С этого уступа, расположенного на тысячу футов выше долины, огонь казался Хорнфелу рулоном золотистого шелка, разворачивающимся как знамя, струящимся и перекатывающимся по прихоти ветра.

Хорнфел видел, что огонь уже набросился на лесистые склоны горы. Подобно беспощадной армии завоевателей, огонь уничтожал все, что встречалось на его пути.

Внезапно ветер изменился, теперь он дул с северо-запада. Гонимый ветром пожар мчался сейчас по долине ниже Торбардина.

Гнейсс назначил ему встречу у сторожевого поста. Хорнфел прождал его минуту или две, поговорил с капитаном стражи, затем, почувствовав запах дыма, услышав шум пламени в долине, вышел на уступ.

Сейчас Хорнфел стоял на уступе в одиночестве — точнее, настолько в одиночестве, насколько позволяли приставленные к нему Гнейсом телохранители. Сзади него, там, где в давние-давние годы были Северные ворота, стояли четыре воина: два из них непосредственно охраняли Хорнфела, а два других были часовыми. Руки стражей лежали на эфесах мечей, ни один из них ни на минуту не отводил глаз от тана Хайлара.

Большую часть территории у Северных ворот в последние годы занимали тейварцы. Но отсюда, из сторожевого поста, вели прямые пути к большинству Великих Залов Торбардина, например к Северному Залу Правосудия; правда, по этим дорогам уже давно никто не ходил и они были покрыты толстым слоем пыли. Но правда также и то, что сам Зал Правосудия содержался в чистоте и порядке. И все же со времен Войны Гномских Ворот здесь, конечно, было пустынно.
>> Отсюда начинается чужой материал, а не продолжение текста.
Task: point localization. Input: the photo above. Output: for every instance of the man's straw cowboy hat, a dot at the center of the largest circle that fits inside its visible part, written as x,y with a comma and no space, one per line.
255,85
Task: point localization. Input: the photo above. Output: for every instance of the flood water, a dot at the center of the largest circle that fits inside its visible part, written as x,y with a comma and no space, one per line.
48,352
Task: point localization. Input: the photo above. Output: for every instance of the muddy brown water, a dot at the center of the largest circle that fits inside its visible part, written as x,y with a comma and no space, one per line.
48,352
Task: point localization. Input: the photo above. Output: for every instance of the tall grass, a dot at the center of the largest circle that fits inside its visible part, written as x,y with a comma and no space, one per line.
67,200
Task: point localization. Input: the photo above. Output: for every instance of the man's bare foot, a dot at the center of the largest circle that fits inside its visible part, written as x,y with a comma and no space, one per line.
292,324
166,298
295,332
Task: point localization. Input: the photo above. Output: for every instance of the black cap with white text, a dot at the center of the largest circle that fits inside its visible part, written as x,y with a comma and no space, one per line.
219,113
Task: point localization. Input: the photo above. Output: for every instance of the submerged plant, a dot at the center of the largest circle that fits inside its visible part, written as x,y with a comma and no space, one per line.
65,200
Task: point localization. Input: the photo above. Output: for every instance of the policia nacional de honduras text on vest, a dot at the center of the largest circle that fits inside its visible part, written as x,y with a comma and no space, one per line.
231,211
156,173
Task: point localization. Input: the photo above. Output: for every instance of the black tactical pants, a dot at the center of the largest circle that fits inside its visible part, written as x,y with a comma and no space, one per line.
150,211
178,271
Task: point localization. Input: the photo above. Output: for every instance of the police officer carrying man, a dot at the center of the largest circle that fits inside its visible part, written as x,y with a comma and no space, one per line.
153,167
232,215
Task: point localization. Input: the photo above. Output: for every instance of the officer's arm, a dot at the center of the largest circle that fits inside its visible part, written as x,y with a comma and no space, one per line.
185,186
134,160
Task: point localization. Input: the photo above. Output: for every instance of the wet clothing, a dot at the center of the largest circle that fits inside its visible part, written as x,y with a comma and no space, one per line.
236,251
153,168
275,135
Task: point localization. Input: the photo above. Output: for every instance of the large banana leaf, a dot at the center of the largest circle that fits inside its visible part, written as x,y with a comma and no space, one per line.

А раньше, пока Тейвар не изъявил желания сделать эти места "своими", здесь, у Северных ворот, вообще ничего не было, кроме оставшихся со времен войны скелетов; эти скелеты еще и сейчас иногда попадаются на глаза…

Из коридора послышался звон мечей, стук сапог. Гвардия Наблюдения проводила смену караула.

Кто- то спрашивал, кто-то отвечал. Хорнфел подумал: новоприбывшие задают вопросы о пожаре, а сменяющиеся сообщают им о том, как быстро движется огонь. Хорнфел чувствовал: всех беспокоит надвигающийся шквал огня.

Он пошел с уступа назад, к воронам. Торбардину пока не грозила непосредственная опасность, но уничтожение болот и лесов отрицательно повлияет на жизнь всех гномов горного королевства уже к весне.